Print
- January/February 2007 issue.
- Categories: Graphic design
- First issue: June 1940
- Final issue: December 2017
- Company: Print Holdings LLC (formerly F+W Media)
- Country: United States
- Based in: Austin, Texas
- Language: English
- Website: printmag.com
- ISSN: 0032-8510

= Print (magazine) =

American graphic design magazine

Print is an American design and culture website that began as Print, A Quarterly Journal of the Graphic Arts, in 1940, and continued publishing a physical edition through the end of 2017 as Print.

As a printed publication, Print was a general-interest magazine, written by cultural reporters and critics who looked at design in its social, political, and historical contexts, from newspapers and book covers to Web-based motion graphics, from corporate branding to indie-rock posters. During its run, Print won five National Magazine Awards and a number of Folio: Eddies, including Best Full Issue in its final year. Print ceased publication in 2017, with a promise to focus the brand on "a robust and thriving online community." Its publisher, F+W Media, declared bankruptcy in 2019, and a group of independent partners subsequently purchased PRINT from the company that arose out of F+W, Peak Media Properties.

==Founding==
The journal was founded by William Edwin Rudge to demonstrate “the far reaching importance of the graphic arts” including art prints, commercial printing, wallpaper, etc. Contents were eclectic covering typography, book making, book printing, fine prints as well as the trade journal aspects of printing candy bar wrappers.

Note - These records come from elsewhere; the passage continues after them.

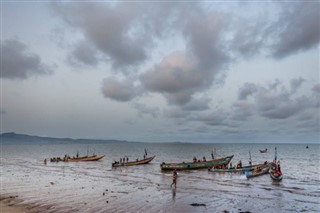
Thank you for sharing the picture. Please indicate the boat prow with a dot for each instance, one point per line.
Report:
(220, 162)
(133, 163)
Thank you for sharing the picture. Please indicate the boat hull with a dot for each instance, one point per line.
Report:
(255, 173)
(86, 158)
(134, 163)
(263, 150)
(240, 170)
(196, 165)
(274, 173)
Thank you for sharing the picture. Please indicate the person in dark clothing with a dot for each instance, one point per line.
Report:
(174, 179)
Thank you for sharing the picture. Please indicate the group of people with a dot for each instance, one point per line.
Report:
(195, 159)
(124, 160)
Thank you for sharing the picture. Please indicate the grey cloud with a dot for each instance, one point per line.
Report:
(297, 28)
(246, 90)
(200, 104)
(19, 63)
(215, 118)
(111, 28)
(270, 102)
(124, 31)
(118, 90)
(316, 88)
(145, 110)
(241, 110)
(283, 108)
(84, 53)
(176, 77)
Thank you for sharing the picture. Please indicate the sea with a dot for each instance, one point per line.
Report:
(97, 187)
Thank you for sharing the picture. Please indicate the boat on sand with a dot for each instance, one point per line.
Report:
(133, 163)
(219, 162)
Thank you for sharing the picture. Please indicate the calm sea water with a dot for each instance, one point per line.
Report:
(96, 187)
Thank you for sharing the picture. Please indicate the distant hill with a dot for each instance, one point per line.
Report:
(12, 137)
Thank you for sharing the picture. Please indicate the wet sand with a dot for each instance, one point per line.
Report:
(10, 205)
(13, 204)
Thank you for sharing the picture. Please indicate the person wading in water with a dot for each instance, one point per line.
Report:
(174, 179)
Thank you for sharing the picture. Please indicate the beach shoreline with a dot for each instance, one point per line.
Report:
(9, 204)
(14, 204)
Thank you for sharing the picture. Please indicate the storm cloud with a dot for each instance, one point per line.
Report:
(120, 90)
(297, 28)
(17, 62)
(273, 103)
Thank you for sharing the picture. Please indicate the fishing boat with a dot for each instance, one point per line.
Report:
(263, 150)
(133, 163)
(240, 170)
(258, 171)
(84, 158)
(220, 162)
(275, 172)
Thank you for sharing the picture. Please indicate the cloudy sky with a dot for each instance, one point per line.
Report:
(157, 71)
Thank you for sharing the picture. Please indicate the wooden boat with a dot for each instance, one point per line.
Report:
(275, 172)
(263, 150)
(241, 170)
(84, 158)
(258, 171)
(196, 165)
(133, 163)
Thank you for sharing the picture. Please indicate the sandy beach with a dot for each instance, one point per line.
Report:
(30, 186)
(10, 205)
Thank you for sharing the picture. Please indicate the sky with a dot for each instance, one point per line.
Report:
(160, 71)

Initially the publication included original prints such as the frontispiece for Vol 1, #1 (Jun 1940) a two color woodcut by Hans Alexander Mueller and Vol 1, #3 (December 1940) a black and white wood engraving by Paul Landacre.

By Volume 8 (1953) the focus of the periodical had shifted to a trade journal.

==Name changes==
- Vol 1, #1 (Jun 1940) Print: A Quarterly Journal of the Graphic Arts
- Vol 3, #2 (Summer 1942) combined with The Printing Art. An Illustrated Monthly Magazine of the Art of Printing and of the Allied Arts but continued under Print: A Quarterly Journal of the Graphic Arts

===Until===
- Vol 7, #1 (Aug 1951) Print: combining: Print, A Quarterly Journal of Graphic Arts, Vol. VII, Number 1 and The Print Collector's Quarterly, Volume XXX, Number 4.
- Vol 7, #2 (Jan 1952) Print, The Magazine of the Graphic Arts - until
- Vol 9, #2 (Oct/Nov 1954) Print - until
- Vol 11, #4 (Jan/Feb 1958) Print, The Magazine of Visual Communication - until
- Vol 12, #1 (July/Aug 1958) Print, America's Graphic Design Magazine at least until May/June 2005 Vol 59, #3.